On a sunny, 30C-degree afternoon in Fiumicino, near Rome, residents of the airport town thought they were experiencing a sudden hail storm.
But when witness Paola Di Lazzaro looked outside, she saw “a storm of steel and iron,” she told Italian newspaper Il Messaggero. Hundreds of shards of incandescent metal were falling down to earth from a passing Boeing 787 Dreamliner jet bound for Los Angeles from the nearby international airport. They smashed car windows, set clothes on fire and damaged buildings, according to reports.
In London, 891 miles away, the news has injected new pain into a long-running headache for executives at Rolls-Royce, whose Trent 1000 engine model powered the jet.
The blue-chip firm, long seen as one of the jewels in the crown of Britain’s manufacturing industry, has been tussling with reliability issues in the engines for three years. Yesterday, that culminated in ratings agency Moody’s downgrading its outlook for the company from stable to negative. But where did it all begin?
The first signs of the Trent 1000 engine problem emerged in 2016, five years after the model launched. That summer, a routine inspection of jets operated by All Nippon Airways (ANA), Japan’s largest airline, found blades in five of the £34m-a-piece engine’s turbines had started cracking prematurely.
ANA replaced the engines of all 50 jets fitted with the Trent 1000, and Rolls-Royce acted swiftly to develop a more resilient part. It spent £170m fixing the problem in 2017, which was limited to the so-called Package C version of the engine.
But problems persisted and in mid-2018 emerged on the newer, so-called Package B version too, meaning one-in-ten of all engines Rolls-Royce had installed on commercial planes were exposed to the problem.
In its full-year results for 2018, the company said it expected the Trent 1000 repair programme to cost roughly £1.5bn in total, until 2021. Chief executive Warren East said “a significant portion” of that sum would involve compensating airlines whose flight schedules had been disrupted by the issue. These included British Airways, Virgin and ANA. At one stage in late 2018, 44 planes were stuck on the tarmac, out of service.

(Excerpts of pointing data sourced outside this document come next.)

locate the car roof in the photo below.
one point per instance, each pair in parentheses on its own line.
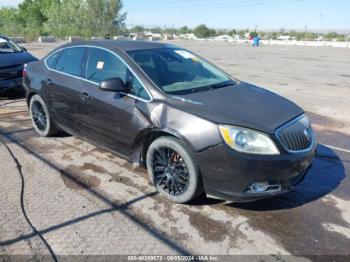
(4,37)
(125,45)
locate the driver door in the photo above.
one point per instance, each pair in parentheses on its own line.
(113,122)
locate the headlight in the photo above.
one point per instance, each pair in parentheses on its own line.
(248,141)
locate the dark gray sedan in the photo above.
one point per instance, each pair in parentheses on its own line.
(12,60)
(196,129)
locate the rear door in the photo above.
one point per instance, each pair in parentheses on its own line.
(66,89)
(115,119)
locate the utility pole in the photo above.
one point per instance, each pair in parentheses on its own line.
(321,25)
(305,35)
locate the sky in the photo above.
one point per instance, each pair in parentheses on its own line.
(239,14)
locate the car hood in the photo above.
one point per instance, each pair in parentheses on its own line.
(9,59)
(243,105)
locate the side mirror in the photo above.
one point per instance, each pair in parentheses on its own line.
(114,85)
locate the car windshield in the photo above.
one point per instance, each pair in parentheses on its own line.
(7,46)
(178,71)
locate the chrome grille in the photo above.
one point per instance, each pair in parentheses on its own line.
(296,135)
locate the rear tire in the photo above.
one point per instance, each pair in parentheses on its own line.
(173,170)
(40,117)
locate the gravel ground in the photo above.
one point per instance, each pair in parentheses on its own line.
(78,199)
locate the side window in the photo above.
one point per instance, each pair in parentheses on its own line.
(70,61)
(103,65)
(52,60)
(137,89)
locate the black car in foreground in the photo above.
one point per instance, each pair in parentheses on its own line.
(194,127)
(12,60)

After another six months of issues, East committed £100m extra to fixing the problem last week, saying he hoped he would be able to draw a line under it in early 2020. “But I can’t guarantee that,” he told City A.M.
“It is still possible that there will be some other issue. These engines are complex interactive systems … you really are pushing the physics to the limit and there are always going to be some uncertainties.”
That was before what happened in Italy at the weekend.
For investors, it’s not pretty. It is arguably this issue which has most hampered Rolls-Royce from returning to a historic 2013 high of 1,271p. The firm closed yesterday at 752.6p, way down from 1,033p this time last year. CMC Markets analyst Michael Hewson told City A.M. the latest events would “also raise the question as to whether this malfunction was part of the same problem, or an entirely separate issue, related to the same engine”.
Fortunately, the faulty plane made a safe landing on Saturday. Even more miraculously, nobody below was harmed, apart from one 54-year-old man who was reportedly hit by a fragment but not badly hurt. He said he felt “lucky to be alive”.
But the incident will do little to reassure Rolls-Royce shareholders’ that they too will be home-and-dry in the imminent future.